# Massive Memory Leak in the Matlab Engine for Python

As of Matlab 2014b, Matlab includes a Python module for calling Matlab code from Python. This is how you use it:

import numpy import matlab import matlab.engine eng = matlab.engine.start_matlab() random_data = numpy.random.randn(100) # convert Numpy data to Matlab: matlab_data = matlab.double(random_data.tolist()) data_sum = eng.sum(matlab_data)

You can call any Matlab function on `eng`

, and you can access any Matlab workspace variable in `eng.workspace`

. As you can see, the Matlab Engine is not Numpy-aware, and you have to convert all your Numpy data to Matlab `double`

before you can call Matlab functions with it. Still, it works pretty well.

Recently, I ran a rather large experiment set, where I had a set of four functions, two in Matlab, two in Python, and called each of these functions a few thousand times with a bunch of different data to see how they performed.

While doing that I noticed that my Python processes were growing larger and larger, until they consumed all my memory and a sizeable chunk of my swap as well.
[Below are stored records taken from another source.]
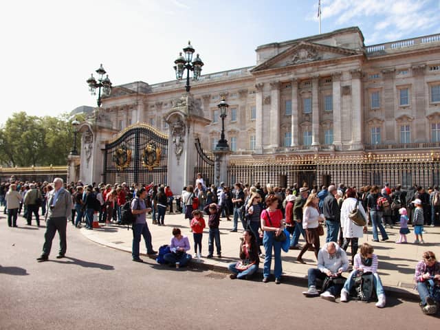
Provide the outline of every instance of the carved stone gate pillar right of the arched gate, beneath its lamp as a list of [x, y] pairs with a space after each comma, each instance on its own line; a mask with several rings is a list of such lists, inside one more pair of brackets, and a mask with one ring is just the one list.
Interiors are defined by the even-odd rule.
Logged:
[[194, 185], [194, 168], [197, 159], [195, 138], [203, 137], [203, 127], [210, 120], [192, 94], [187, 93], [173, 101], [173, 108], [164, 115], [169, 126], [168, 135], [168, 186], [173, 192]]

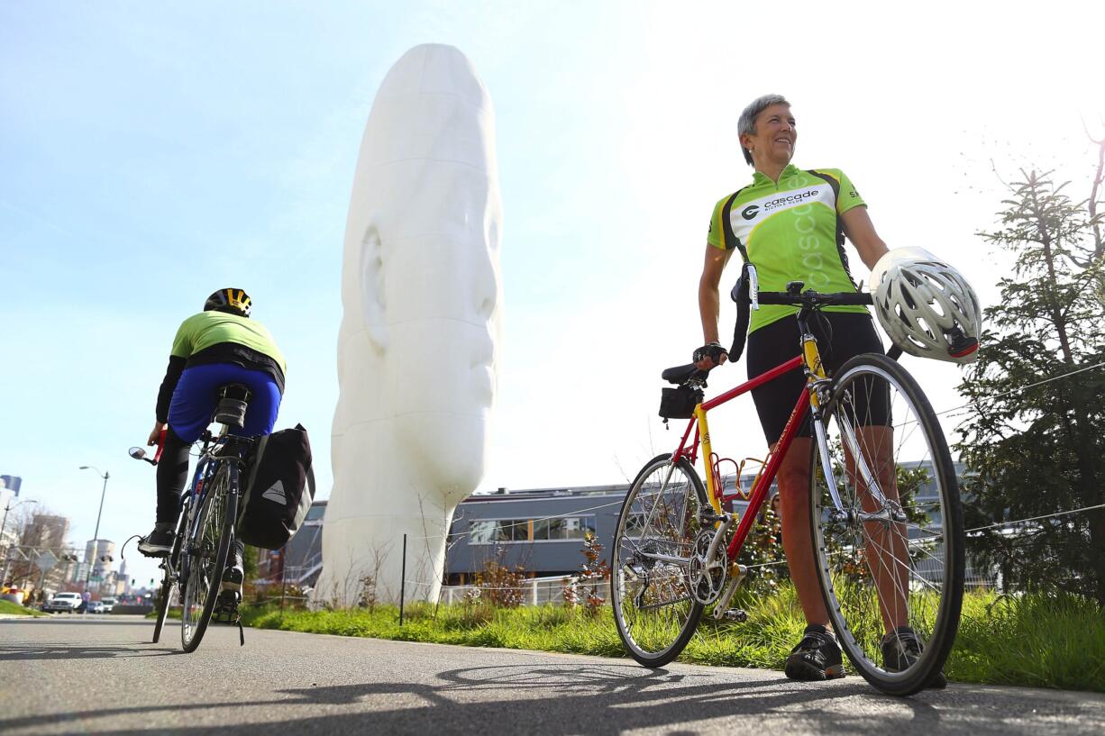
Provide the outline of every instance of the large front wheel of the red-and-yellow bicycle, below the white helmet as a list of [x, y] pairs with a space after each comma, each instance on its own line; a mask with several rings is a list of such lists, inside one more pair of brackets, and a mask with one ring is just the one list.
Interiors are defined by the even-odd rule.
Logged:
[[[871, 397], [875, 391], [885, 391], [891, 407], [885, 431], [872, 428], [878, 422], [870, 417], [864, 425], [864, 418], [856, 413], [863, 402], [853, 401], [861, 392]], [[966, 540], [951, 454], [920, 387], [886, 356], [864, 354], [846, 361], [833, 378], [823, 410], [828, 460], [845, 507], [845, 515], [834, 517], [822, 450], [814, 441], [810, 530], [830, 622], [841, 649], [864, 680], [887, 694], [912, 695], [943, 679], [941, 669], [959, 627]], [[863, 427], [863, 431], [853, 429], [850, 437], [850, 427]], [[841, 450], [834, 456], [833, 443], [838, 442]], [[850, 448], [846, 453], [845, 446]], [[904, 455], [920, 449], [925, 456], [907, 462]], [[855, 462], [856, 454], [862, 463]], [[890, 458], [893, 465], [885, 462]], [[896, 509], [863, 490], [872, 485], [857, 481], [864, 469], [873, 485], [891, 491]], [[896, 518], [891, 518], [887, 508]], [[885, 516], [860, 517], [871, 513]], [[930, 514], [939, 514], [938, 527], [932, 524]], [[912, 628], [923, 645], [904, 669], [892, 666], [882, 652], [884, 635], [904, 641], [899, 625]]]

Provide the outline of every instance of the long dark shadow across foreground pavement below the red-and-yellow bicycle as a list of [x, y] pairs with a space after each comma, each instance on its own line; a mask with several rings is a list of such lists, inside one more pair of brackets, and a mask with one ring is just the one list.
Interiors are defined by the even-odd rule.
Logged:
[[[104, 649], [113, 648], [96, 651]], [[63, 728], [70, 726], [71, 733], [88, 733], [96, 730], [96, 724], [90, 723], [96, 718], [140, 717], [162, 711], [183, 714], [189, 711], [225, 709], [228, 723], [217, 727], [166, 728], [160, 725], [156, 730], [227, 736], [270, 736], [273, 733], [418, 736], [442, 733], [568, 736], [586, 733], [613, 736], [638, 728], [667, 727], [671, 729], [666, 732], [669, 736], [690, 736], [699, 733], [696, 725], [704, 719], [771, 716], [778, 718], [780, 724], [788, 723], [827, 736], [857, 732], [928, 734], [936, 729], [940, 733], [997, 736], [1010, 733], [1011, 722], [1025, 716], [1034, 718], [1036, 706], [1042, 705], [1038, 697], [1031, 696], [1032, 691], [1022, 696], [1018, 691], [980, 692], [979, 688], [953, 685], [947, 691], [892, 698], [880, 695], [859, 677], [825, 686], [790, 683], [771, 673], [762, 679], [719, 683], [717, 675], [708, 673], [674, 673], [593, 662], [466, 667], [440, 672], [436, 679], [440, 684], [365, 683], [274, 688], [272, 700], [248, 703], [228, 695], [222, 702], [193, 705], [104, 708], [0, 719], [0, 732], [59, 724]], [[482, 700], [465, 697], [465, 694], [481, 692], [484, 695]], [[519, 696], [523, 692], [525, 694]], [[305, 705], [312, 706], [313, 715], [302, 715]], [[261, 723], [232, 723], [242, 717], [243, 706], [261, 706], [260, 713], [266, 719]], [[326, 706], [335, 712], [328, 713]], [[876, 707], [887, 709], [888, 715], [875, 715]], [[1071, 700], [1064, 702], [1062, 708], [1054, 704], [1050, 707], [1062, 717], [1065, 734], [1099, 734], [1105, 730], [1105, 708], [1099, 701], [1080, 703]], [[287, 709], [286, 716], [282, 716], [282, 709]], [[187, 716], [181, 717], [181, 721], [187, 719]], [[211, 719], [210, 715], [203, 718], [207, 724]], [[1060, 730], [1057, 723], [1048, 725], [1056, 733]], [[112, 728], [112, 733], [118, 734], [150, 730], [155, 728]], [[1040, 729], [1032, 728], [1032, 733], [1040, 733]]]

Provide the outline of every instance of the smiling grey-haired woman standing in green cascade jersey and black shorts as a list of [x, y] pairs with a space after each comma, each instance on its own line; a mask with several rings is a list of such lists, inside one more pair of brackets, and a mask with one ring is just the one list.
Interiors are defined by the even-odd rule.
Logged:
[[[750, 185], [717, 202], [711, 218], [698, 286], [705, 345], [694, 355], [702, 370], [730, 358], [739, 359], [744, 345], [744, 335], [735, 336], [735, 355], [729, 356], [718, 336], [718, 285], [734, 251], [739, 251], [745, 262], [755, 266], [761, 291], [785, 292], [789, 282], [801, 281], [807, 288], [821, 293], [857, 292], [844, 250], [845, 236], [869, 269], [887, 256], [881, 264], [885, 265], [897, 253], [890, 252], [875, 232], [866, 204], [843, 171], [802, 170], [791, 164], [798, 133], [790, 103], [782, 96], [765, 95], [754, 101], [741, 113], [738, 132], [745, 161], [755, 172]], [[747, 272], [743, 272], [743, 283], [747, 288]], [[792, 318], [797, 312], [796, 306], [764, 305], [751, 313], [747, 336], [749, 378], [794, 357], [800, 337], [797, 320]], [[866, 307], [828, 306], [823, 312], [815, 336], [830, 372], [855, 355], [884, 351]], [[961, 324], [968, 322], [961, 319]], [[908, 330], [906, 325], [903, 332]], [[964, 339], [957, 345], [950, 345], [944, 336], [930, 340], [929, 357], [955, 361], [974, 358], [970, 354], [977, 348], [977, 340], [960, 336]], [[941, 349], [944, 355], [932, 355]], [[772, 451], [804, 380], [799, 371], [791, 371], [751, 391]], [[874, 421], [873, 425], [861, 429], [877, 438], [891, 428], [890, 409], [876, 393], [864, 397], [870, 401], [867, 409]], [[778, 473], [783, 549], [808, 623], [801, 641], [787, 659], [786, 674], [794, 680], [827, 680], [843, 676], [844, 669], [840, 645], [828, 628], [829, 616], [818, 583], [809, 533], [810, 438], [811, 424], [807, 418]], [[888, 671], [904, 670], [920, 652], [922, 642], [913, 630], [902, 625], [904, 621], [884, 623], [887, 629], [883, 640], [884, 666]], [[943, 686], [944, 682], [939, 675], [932, 684]]]

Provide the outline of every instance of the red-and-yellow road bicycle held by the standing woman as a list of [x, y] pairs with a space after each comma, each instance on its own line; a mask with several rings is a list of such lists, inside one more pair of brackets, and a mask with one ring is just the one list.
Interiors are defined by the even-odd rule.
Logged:
[[[940, 671], [959, 625], [965, 543], [951, 455], [928, 400], [894, 359], [864, 354], [825, 374], [811, 318], [829, 305], [871, 304], [871, 295], [801, 288], [758, 295], [799, 307], [793, 359], [708, 401], [694, 365], [663, 372], [678, 388], [665, 389], [662, 413], [690, 421], [678, 448], [649, 461], [623, 502], [611, 555], [614, 620], [627, 651], [657, 667], [678, 656], [707, 609], [718, 620], [747, 618], [730, 608], [748, 574], [737, 558], [809, 414], [810, 534], [830, 623], [867, 682], [912, 694]], [[732, 483], [723, 476], [732, 461], [713, 452], [706, 414], [791, 370], [804, 371], [806, 387], [746, 491], [739, 471]], [[739, 516], [726, 511], [735, 500], [748, 504]], [[923, 650], [899, 669], [883, 661], [883, 645], [903, 630]]]

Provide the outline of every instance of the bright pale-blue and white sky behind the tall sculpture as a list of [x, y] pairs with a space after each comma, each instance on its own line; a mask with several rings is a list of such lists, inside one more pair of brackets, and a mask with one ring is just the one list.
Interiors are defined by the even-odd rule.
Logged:
[[[101, 536], [147, 532], [154, 474], [126, 449], [177, 325], [241, 285], [288, 358], [280, 425], [308, 428], [328, 493], [352, 171], [377, 86], [418, 43], [467, 54], [496, 111], [487, 487], [617, 482], [674, 441], [656, 377], [701, 341], [706, 220], [748, 178], [736, 117], [765, 92], [794, 104], [797, 164], [843, 168], [892, 246], [944, 254], [992, 297], [1004, 261], [974, 234], [1001, 198], [991, 160], [1087, 176], [1102, 10], [848, 8], [0, 1], [0, 472], [80, 543], [101, 486], [77, 466], [95, 464]], [[955, 368], [909, 367], [954, 406]], [[733, 453], [762, 442], [751, 417], [715, 431]]]

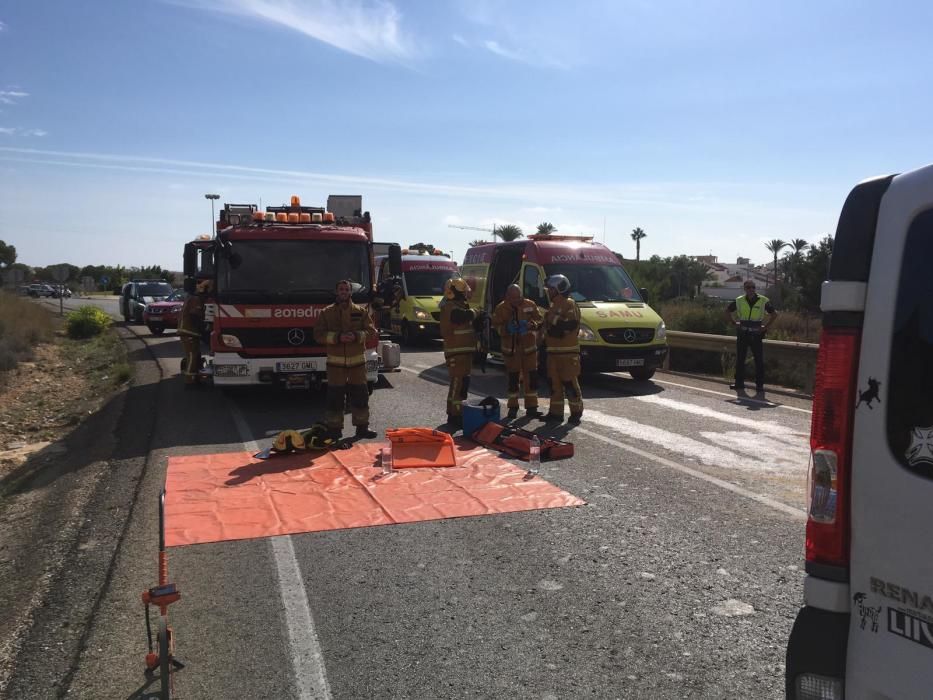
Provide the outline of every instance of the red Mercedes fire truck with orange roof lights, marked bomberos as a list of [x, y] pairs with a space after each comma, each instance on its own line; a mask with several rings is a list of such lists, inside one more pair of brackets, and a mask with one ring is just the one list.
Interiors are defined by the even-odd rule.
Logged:
[[[204, 376], [218, 386], [279, 384], [319, 388], [327, 376], [326, 349], [314, 340], [314, 325], [334, 301], [339, 280], [353, 283], [352, 299], [373, 300], [374, 245], [401, 269], [401, 248], [374, 244], [372, 219], [362, 197], [331, 195], [327, 207], [225, 204], [213, 236], [185, 245], [185, 289], [198, 279], [214, 281], [205, 300]], [[380, 369], [398, 366], [389, 344], [372, 339], [366, 348], [370, 390]]]

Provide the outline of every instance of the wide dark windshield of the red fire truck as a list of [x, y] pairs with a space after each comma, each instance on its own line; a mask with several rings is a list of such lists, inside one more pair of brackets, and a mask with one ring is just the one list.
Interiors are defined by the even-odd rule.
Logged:
[[354, 297], [366, 300], [371, 277], [365, 243], [236, 241], [217, 266], [218, 294], [244, 302], [274, 297], [282, 303], [328, 303], [342, 279], [359, 284]]

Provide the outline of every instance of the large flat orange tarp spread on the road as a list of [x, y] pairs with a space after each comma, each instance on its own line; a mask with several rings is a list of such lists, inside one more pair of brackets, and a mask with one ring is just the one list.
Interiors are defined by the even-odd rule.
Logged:
[[584, 501], [471, 442], [457, 466], [383, 477], [386, 443], [254, 459], [248, 452], [169, 457], [169, 547], [300, 532], [392, 525], [584, 505]]

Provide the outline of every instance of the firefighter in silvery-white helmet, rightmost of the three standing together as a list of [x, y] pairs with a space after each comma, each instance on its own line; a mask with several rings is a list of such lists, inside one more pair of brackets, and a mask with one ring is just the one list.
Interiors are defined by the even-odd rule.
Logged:
[[551, 301], [544, 318], [547, 345], [547, 374], [551, 381], [551, 403], [545, 420], [564, 419], [564, 394], [570, 404], [570, 422], [579, 423], [583, 416], [583, 394], [580, 392], [580, 309], [570, 298], [570, 280], [564, 275], [551, 275], [547, 282]]

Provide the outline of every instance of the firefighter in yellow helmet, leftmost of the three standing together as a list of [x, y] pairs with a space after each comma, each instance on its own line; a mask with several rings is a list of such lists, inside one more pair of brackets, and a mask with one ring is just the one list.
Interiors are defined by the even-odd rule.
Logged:
[[476, 352], [476, 312], [467, 303], [470, 285], [458, 278], [447, 280], [441, 307], [441, 337], [444, 362], [450, 375], [447, 390], [447, 424], [463, 425], [463, 401], [470, 391], [470, 372]]

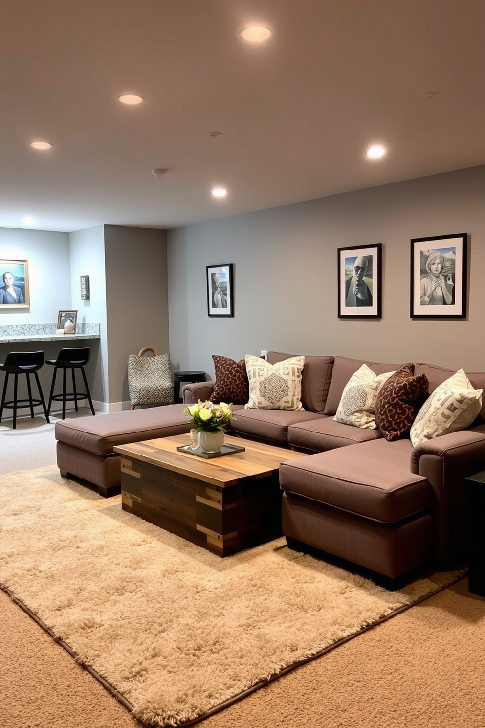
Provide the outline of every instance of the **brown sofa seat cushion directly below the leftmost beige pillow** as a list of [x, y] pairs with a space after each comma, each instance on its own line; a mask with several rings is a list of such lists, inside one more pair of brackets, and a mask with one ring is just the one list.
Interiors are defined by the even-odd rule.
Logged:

I couldn't find any reason for this. None of my Python code cached anything, and the sum total of all global variables did not amount to anything substantial.

Enter Pympler, a memory analyzer for Python. Pympler is an amazing library for introspecting your program's memory. Among its many features, it can list the biggest objects in your running program:

from pympler import muppy, summary summary.print_(summary.summarize(muppy.get_objects()))

types | # objects | total size =========================================== | =========== | ============ <class 'array.array | 1076 | 2.77 GB <class 'str | 42839 | 7.65 MB <class 'dict | 8604 | 5.43 MB <class 'numpy.ndarray | 48 | 3.16 MB <class 'code | 14113 | 1.94 MB <class 'type | 1557 | 1.62 MB <class 'list | 3158 | 1.38 MB <class 'set | 1265 | 529.72 KB <class 'tuple | 5129 | 336.98 KB <class 'bytes | 2413 | 219.48 KB <class 'weakref | 2654 | 207.34 KB <class 'collections.OrderedDict | 65 | 149.85 KB <class 'wrapper_descriptor | 1676 | 130.94 KB <class 'traitlets.traitlets.MetaHasTraits | 107 | 123.55 KB <class 'getset_descriptor | 1738 | 122.20 KB

Now that is interesting. Apparently, I was lugging around close to three gigabytes worth of bare-Python `array.array`

. And these are clearly not Numpy arrays, since those would show up as `numpy.ndarray`

. But I couldn't find any of these objects in my workspace.

So let's get a reference to one of these objects, and see who they belong to. This can also be done with Pympler, but I prefer the way objgraph does it:

import array # get a list of all objects known to Python: all_objects = muppy.get_objects() # sort out only `array.array` instances: all_arrays = [obj for obj in all_objects if isinstance(obj, array.array)] import objgraph objgraph.show_backrefs(all_arrays[0], filename='array.png')

It seems that the `array.array`

object is part of a `matlab.double`

instance which is not referenced from anywhere but `all_objects`

. A memory leak.

After a bit of experimentation, I found the culprit. To illustrate, here's an example: The function `leak`

passes some data to Matlab, and calculates a float. Since the variables are not used outside of `leak`

, and the function does not return anything, all variables within the function should get deallocated when `leak`

returns.

def leak(): test_data = numpy.zeros(1024*1024) matlab_data = matlab.double(test_data.tolist()) eng.sum(matlab_data)

Pympler has another great feature that can track allocations. The `SummaryTracker`

will track and display any allocations between calls to `print_diff()`

. This is very useful to see how much memory was used during the call to `leak`

:

from pympler import tracker tr = tracker.SummaryTracker() tr.print_diff() leak() tr.print_diff()

types | # objects | total size ========================== | =========== | ============ <class 'array.array | 1 | 8.00 MB ...

And there you have it. Note that this leak is not the Numpy array `test_data`

and it is not the matlab array `matlab_data`

. Both of these are garbage collected correctly. But **the Matlab Engine for Python will leak any data you pass to a Matlab function**.

This data is not referenced from anywhere within Python, and is counted as *leaked* by `objgraph`

. In other words, the C code inside the Matlab Engine for Python copies all passed data into it's internal memory, but never frees that memory. Not even if you quit the Matlab Engine, or `del`

all Python references to it. Your only option is to restart Python.

**Postscriptum**

I since posted a bug report on Mathworks, and received a patch that fixes the problem. Additionally, Mathworks said that the problem only occurs on Linux.